Atlanta’s new stadium: Boost or boondoggle?

Football and God rarely clash in the South. But the neighborhood surrounding the future $1 billion new Falcons’ stadium may be forced to lose two of its historic churches due to the new stadium, scheduled to open in 2017.

Local officials claim that that the new stadium will revitalize the western portion of downtown that struggles with unrelenting crime, high unemployment, and poor school performance. Per The New York Times,

“Politicians are also trying to portray the new stadium as a way to help redefine the beleaguered western flank of downtown, a civic jewel that would re-energize the core of a city that has long considered itself the glittering capital city of the South.”

The new stadium comes with a $45 million fund dedicated to benefit the surrounding communities of English Avenue, Vine City and Castleberry Hill.

But neighborhood residents who attend Friendship Baptist Church and Mount Vernon Baptist Church, the two churches in the way of the stadium’s development, do not agree with the city’s priorities. After all, these churches offer more than a place of worship. Friendship Baptist is one of the most historically important black churches in the region. It was established in 1862, in the days after the Civil War, as the first independent African-American Baptist congregation in Atlanta.

Regardless, “We want what the Buckhead kids have,” said Andrew A. Motley, pastor of Lindsay Street Baptist Church in the English Avenue community.

“Resources. Our children’s needs are no less. They don’t have options for resources. We need recreational facilities and green space. All they have are the drug deals and the users, the appearance of glamour from the drug dealers (and) police not as friends but as occupiers. We know the stadium will be built, but it is a luxury among all the needs around us.”

The stadium will be both privately and publicly funded. Although Arthur Blank, owner of the Falcons, will cover $800 million of the stadium cost, the city will likely provide $200-300 million through city-issued bonds and revenue from the future hotel-motel tax.
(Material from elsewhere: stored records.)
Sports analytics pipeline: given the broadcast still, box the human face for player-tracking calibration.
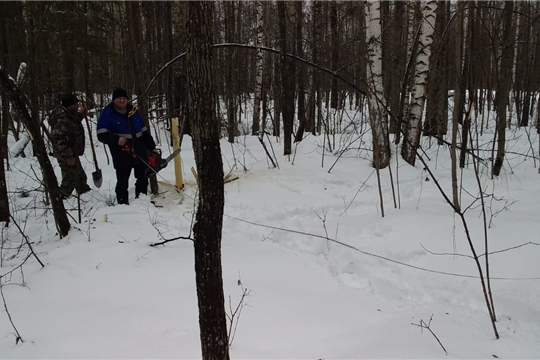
[113,97,127,111]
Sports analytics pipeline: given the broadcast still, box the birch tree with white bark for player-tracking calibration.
[401,0,437,165]
[366,1,390,169]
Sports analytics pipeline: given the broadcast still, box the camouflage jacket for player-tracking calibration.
[51,106,84,160]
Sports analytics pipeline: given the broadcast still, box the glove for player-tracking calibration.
[66,156,77,166]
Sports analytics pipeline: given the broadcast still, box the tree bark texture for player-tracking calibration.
[0,69,71,237]
[401,0,437,166]
[366,1,390,169]
[186,1,229,360]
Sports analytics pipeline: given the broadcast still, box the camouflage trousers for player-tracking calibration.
[58,156,91,197]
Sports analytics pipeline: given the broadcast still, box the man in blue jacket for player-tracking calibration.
[97,88,156,205]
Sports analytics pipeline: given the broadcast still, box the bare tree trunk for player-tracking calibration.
[0,2,10,226]
[366,1,390,169]
[387,1,405,134]
[401,0,437,166]
[251,0,264,135]
[0,69,71,237]
[223,1,238,143]
[424,0,449,145]
[186,1,229,360]
[493,1,514,176]
[450,2,465,211]
[125,1,159,195]
[294,1,306,142]
[277,1,294,155]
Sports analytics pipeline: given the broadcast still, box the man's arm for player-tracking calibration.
[97,112,119,146]
[52,119,74,160]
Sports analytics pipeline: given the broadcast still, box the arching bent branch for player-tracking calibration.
[145,43,367,100]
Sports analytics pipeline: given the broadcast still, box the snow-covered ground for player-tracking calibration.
[0,111,540,359]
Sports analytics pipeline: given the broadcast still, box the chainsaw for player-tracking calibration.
[144,148,180,178]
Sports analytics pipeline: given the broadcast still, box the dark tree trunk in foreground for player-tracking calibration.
[186,1,229,360]
[0,69,71,237]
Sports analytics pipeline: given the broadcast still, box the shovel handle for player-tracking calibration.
[84,116,99,171]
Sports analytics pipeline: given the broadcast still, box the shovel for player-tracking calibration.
[84,116,103,188]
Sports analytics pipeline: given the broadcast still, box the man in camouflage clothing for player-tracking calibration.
[52,94,91,199]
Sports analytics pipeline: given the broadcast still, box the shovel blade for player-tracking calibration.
[92,169,103,188]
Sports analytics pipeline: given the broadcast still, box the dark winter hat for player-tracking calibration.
[113,88,127,101]
[62,94,79,108]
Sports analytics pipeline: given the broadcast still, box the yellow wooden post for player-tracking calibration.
[171,117,184,190]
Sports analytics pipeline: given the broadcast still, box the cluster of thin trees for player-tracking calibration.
[0,0,540,358]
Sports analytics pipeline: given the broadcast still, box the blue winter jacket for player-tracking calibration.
[97,103,156,169]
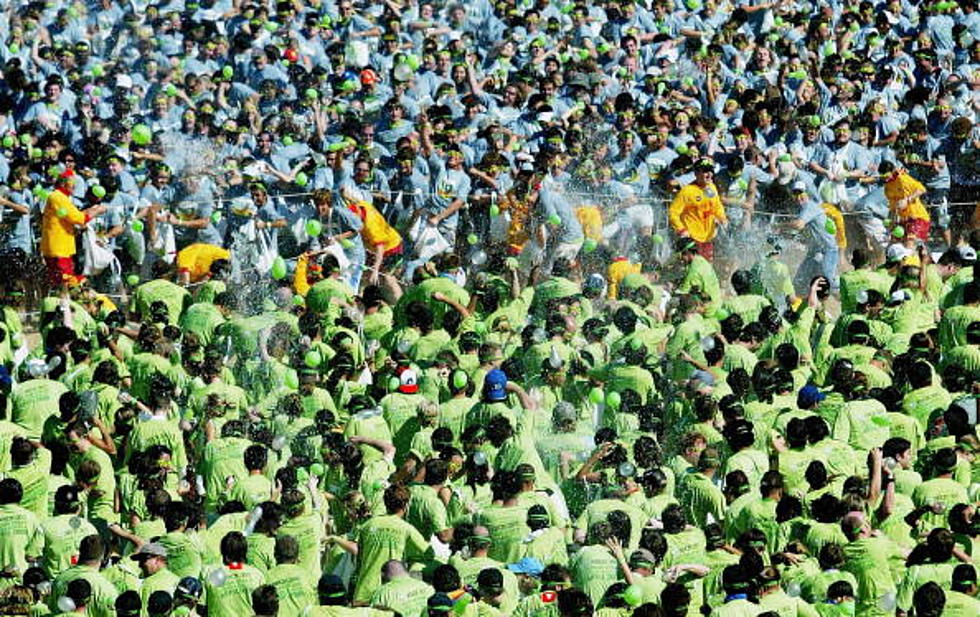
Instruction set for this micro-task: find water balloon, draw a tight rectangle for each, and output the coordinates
[306,219,323,238]
[271,255,286,281]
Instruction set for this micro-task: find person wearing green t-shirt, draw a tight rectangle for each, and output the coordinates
[473,471,530,563]
[68,426,119,531]
[265,535,319,617]
[41,486,97,579]
[711,564,763,617]
[405,459,453,543]
[677,447,726,528]
[48,534,119,617]
[524,504,568,566]
[570,521,628,603]
[371,559,434,617]
[758,566,819,617]
[0,478,44,573]
[130,542,180,606]
[10,376,68,439]
[943,563,980,617]
[912,448,969,531]
[841,512,899,616]
[328,484,432,606]
[204,531,265,617]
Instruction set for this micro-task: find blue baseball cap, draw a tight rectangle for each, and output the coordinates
[796,383,827,409]
[483,368,507,402]
[507,557,544,577]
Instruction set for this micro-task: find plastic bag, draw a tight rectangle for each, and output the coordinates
[82,227,119,276]
[411,217,450,263]
[323,242,350,272]
[150,223,177,264]
[255,229,279,274]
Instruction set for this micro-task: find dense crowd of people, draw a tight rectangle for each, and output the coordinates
[0,0,980,617]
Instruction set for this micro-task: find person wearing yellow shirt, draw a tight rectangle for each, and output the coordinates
[343,192,403,285]
[41,170,106,287]
[668,159,728,261]
[878,161,930,242]
[608,256,643,300]
[177,242,231,283]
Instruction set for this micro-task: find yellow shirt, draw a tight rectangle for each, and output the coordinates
[885,171,929,221]
[177,242,231,283]
[821,202,847,249]
[608,259,643,300]
[668,183,728,242]
[575,206,602,242]
[350,201,402,255]
[41,190,89,257]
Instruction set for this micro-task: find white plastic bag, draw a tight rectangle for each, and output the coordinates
[255,229,279,274]
[411,217,450,263]
[82,227,118,276]
[490,212,510,244]
[150,223,177,264]
[323,242,350,272]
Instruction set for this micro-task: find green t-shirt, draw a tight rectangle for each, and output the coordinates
[48,565,119,617]
[180,302,225,346]
[371,576,435,617]
[0,504,44,573]
[677,255,721,304]
[405,484,449,538]
[265,563,317,617]
[140,568,180,606]
[158,531,205,578]
[204,564,265,617]
[279,509,326,580]
[677,473,726,528]
[473,505,531,563]
[41,514,98,580]
[759,589,819,617]
[844,537,899,615]
[10,378,68,439]
[524,527,568,566]
[72,446,119,523]
[354,514,431,603]
[129,279,190,324]
[571,545,620,605]
[6,448,51,520]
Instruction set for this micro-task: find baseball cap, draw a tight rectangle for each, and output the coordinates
[629,548,657,569]
[483,368,507,402]
[316,574,347,598]
[956,246,977,263]
[796,383,827,409]
[885,244,912,263]
[507,557,544,577]
[129,542,167,561]
[398,368,419,394]
[551,401,578,423]
[426,592,453,614]
[114,589,143,617]
[476,568,506,595]
[174,576,204,599]
[146,589,174,615]
[694,159,715,172]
If the public is going to fund this stadium, it should offer more than a flashy arena that will likely be used for fewer than 10 NFL games a year.  Legislators should ensure that the future neighbors of the stadium, who will likely sacrifice a part of their history and identity in the loss of two of their churches, should benefit from the new stadium.  There are already too many instances of promised revitalization from politicians that ultimately only bring commercial activity benefitting the larger city while ignoring the most dire needs of the neighborhood.